Lo sucedido con la imagen de la ciudad después de 1993, se relaciona con el deseo de cada ser humano de expresar su individualidad. Como diría un buen amigo: «Hay dos cosas que el hombre no puede ocultar; una es la tos, y la otra es el dinero».

Entonces, la mejora constructiva se inicia con la invasión decorativa de varias habitaciones, en especial la cocina y la sala, con accesorios de lo que en las tiendas por divisas llaman «todo por uno». Una vez satisfechas estas demandas «caprichuales», comienza el zafarrancho de combate.

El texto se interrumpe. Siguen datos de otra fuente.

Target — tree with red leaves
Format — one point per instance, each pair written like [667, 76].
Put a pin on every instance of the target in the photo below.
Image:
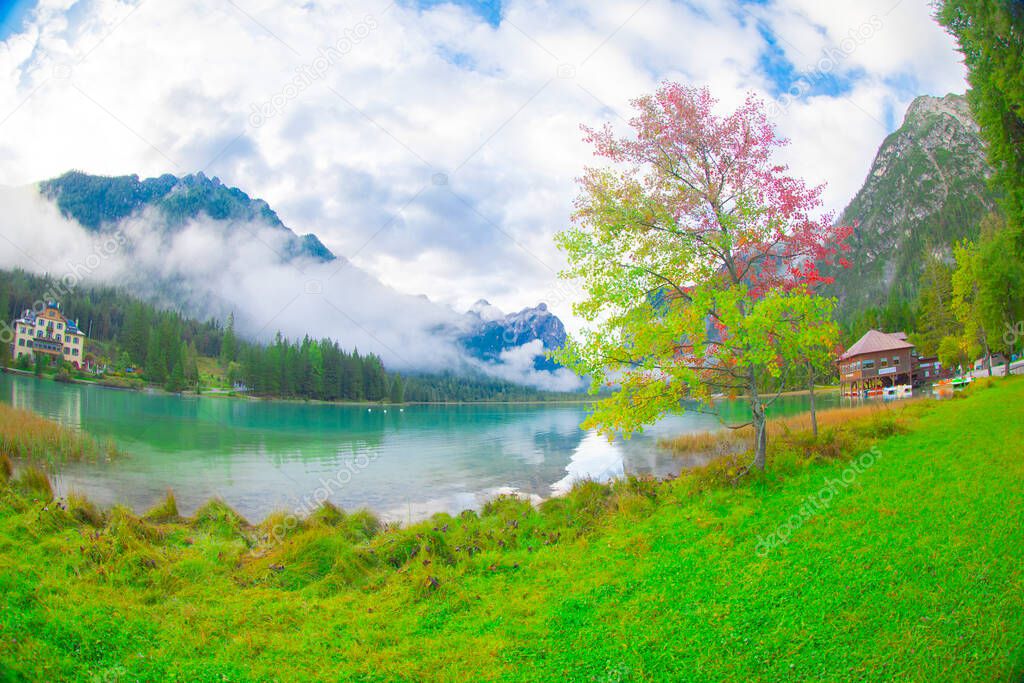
[698, 256]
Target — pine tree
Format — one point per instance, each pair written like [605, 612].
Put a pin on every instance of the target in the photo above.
[228, 345]
[397, 390]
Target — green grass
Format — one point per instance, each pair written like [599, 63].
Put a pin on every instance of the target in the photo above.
[913, 571]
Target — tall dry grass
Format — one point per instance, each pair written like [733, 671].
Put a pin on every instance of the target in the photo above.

A veces la tarea de conseguir los materiales resulta menos peliaguda que la de dar con el artista indicado o recomendado para tal aventura de la albañilería, pues usted sabe que arquitectos, ¡va!: hay muchos; ¿ingenieros?: nos sobran, en todo tipo de detalle; pero, óigame, un albañil que haga con decoro su trabajo, ¡ESO SÍ ESTÁ DURO, DUROOO!… Luego, cuando termina la jornada, quien hizo la inversión —muy convencido de que le quedó «cómico, cómico»** su hogar— muestra la hazaña a un conocido, sin sospechar que se comporta como «creyente». A veces el interlocutor lo felicita, aunque pensando para sus adentros que aquello quedó feo, feo de verdad.

Esas personas adineradas, los llamados «macetas», han decidido hacer una arquitectura más presuntuosa, desde su punto de vista personal, y para colmo, consentida por los arquitectos y a ritmo de reguetón, por la insistencia en la repetición y lo poco feliz de la letra.

El resultado final de esta intervención tiene influencia de los estilos barroco, rococó, plateresco… y maceta. A dicha mezcla la pudiéramos definir como «neomaceteresco»: el nuevo estilo arquitectónico de acuerdo con el cual los actuales sectores pudientes decoran interiores y exteriores de sus residencias, haciendo gala en general de un caprichoso mal gusto. Ya su influencia se hace sentir también en ciertos predios estatales.

A pesar de vivir en la era del plástico, ciertos cubanos tienen influencia de la cultura aborigen sudamericana. No solo por la reminiscencia del uso de la piedra natural en la decoración de las casas sino también por la costumbre de forrarse de cadenas, exhibir tendederas de argollas en las orejas y lucir en los dedos de pies y manos cualquier diseño intemporal de anillos y sortijas de oro o plata. La calidad del material y cantidad de accesorios está ligada intrínsecamente con el diseño de su vivienda. Por regla general el volumen de avituallamiento personal metálico —incluidas piezas dentales— es directamente proporcional a la variedad empleada por la misma persona en la construcción.

Lo decisivo para ellos al caminar, trabajar, pasear o pararse a la puerta de su casa mejorada, remodelada, puesta cómica, será mostrar su «entrada en billete».

Entonces, cuando usted camine por cualquier lugar de Cuba y vea a un sujeto disfrazado de nuevo jefe aborigen sudamericano, sospechará de inmediato que dicho compatriota vive o trabaja en un lugar caracterizado por su arquitectura neomaceteresca.

 

* En Cuba, persona con mucho dinero, fruto la mayoría de las veces del negocio ilícito o de familiares en el exterior. Son los nuevos ricos, que por lo general gustan de ostentar su solvencia económica.
** En Cuba suele usarse el adjetivo “cómico” con el sentido de moderno, a la moda, muy costoso, sustentado por una buena marca, o que viene del extranjero.

Una respuesta a “EL NUEVO ESTILO ARQUITECTÓNICO DEL MACETA*

  1. buen post este tuyo mi amigo. Tu siempre con lo último.